After all, customer service works best if you interact with your customers at various touchpoints along the customer journey – not only when they need help. You can ask customers to leave a review after buying a product, or send a special offer if you haven’t heard from them in a while.
Solution: By choosing CRM marketing automation software with the functionality you need – such as a chatbot that helps with general questions or marketing automation tools to follow up with potential customers – you can provide an excellent customer service experience that improves customer loyalty.
The last customer service challenge that companies are likely to encounter is when a product doesn’t meet customer expectations. A customer may call your team suggesting you offer services or features that don’t quite align with your company’s vision. While your customer associates may be tempted to offer an optimistic, “We’ll consider that,” this can lead to false hope.
Solution: Be honest and let the customer know that while you appreciate their feedback, you can’t act on it right now. Then, point them toward a suitable alternative.
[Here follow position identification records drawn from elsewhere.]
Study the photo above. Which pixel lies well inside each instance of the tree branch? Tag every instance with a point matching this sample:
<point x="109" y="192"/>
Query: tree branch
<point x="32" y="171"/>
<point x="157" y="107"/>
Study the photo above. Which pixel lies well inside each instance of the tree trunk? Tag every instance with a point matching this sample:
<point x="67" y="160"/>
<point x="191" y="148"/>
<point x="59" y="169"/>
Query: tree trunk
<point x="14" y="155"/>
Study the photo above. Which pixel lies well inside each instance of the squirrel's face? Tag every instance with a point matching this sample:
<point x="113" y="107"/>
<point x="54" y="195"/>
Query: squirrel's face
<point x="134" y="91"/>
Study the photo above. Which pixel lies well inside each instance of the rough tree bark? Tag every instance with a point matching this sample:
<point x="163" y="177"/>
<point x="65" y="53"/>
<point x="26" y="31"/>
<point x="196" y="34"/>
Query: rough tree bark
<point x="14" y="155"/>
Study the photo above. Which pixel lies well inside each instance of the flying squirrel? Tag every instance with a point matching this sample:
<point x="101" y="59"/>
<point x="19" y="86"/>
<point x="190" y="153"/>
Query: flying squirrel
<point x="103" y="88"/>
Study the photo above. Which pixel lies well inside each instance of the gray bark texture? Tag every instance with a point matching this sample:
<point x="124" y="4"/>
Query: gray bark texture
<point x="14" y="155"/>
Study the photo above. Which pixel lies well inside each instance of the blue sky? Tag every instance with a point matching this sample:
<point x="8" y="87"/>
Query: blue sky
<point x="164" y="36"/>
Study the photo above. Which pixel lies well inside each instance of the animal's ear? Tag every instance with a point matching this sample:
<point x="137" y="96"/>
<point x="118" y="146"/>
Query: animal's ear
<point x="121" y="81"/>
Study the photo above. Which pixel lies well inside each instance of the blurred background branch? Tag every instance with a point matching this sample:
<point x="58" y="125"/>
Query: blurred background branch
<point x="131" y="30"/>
For software products, one option is to release a product roadmap so customers can see for themselves what’s in the works and when new features are likely to be available.
Customer service challenges can arise from many unexpected scenarios, including rapid growth, lack of accessible customer history, and time zone issues. While many customer service challenges can be mitigated by planning ahead and creating protocols for dealing with them, some challenges may require extra support or resources.
Stay on top of customer service challenges by identifying them early and addressing them before they become a recurring problem.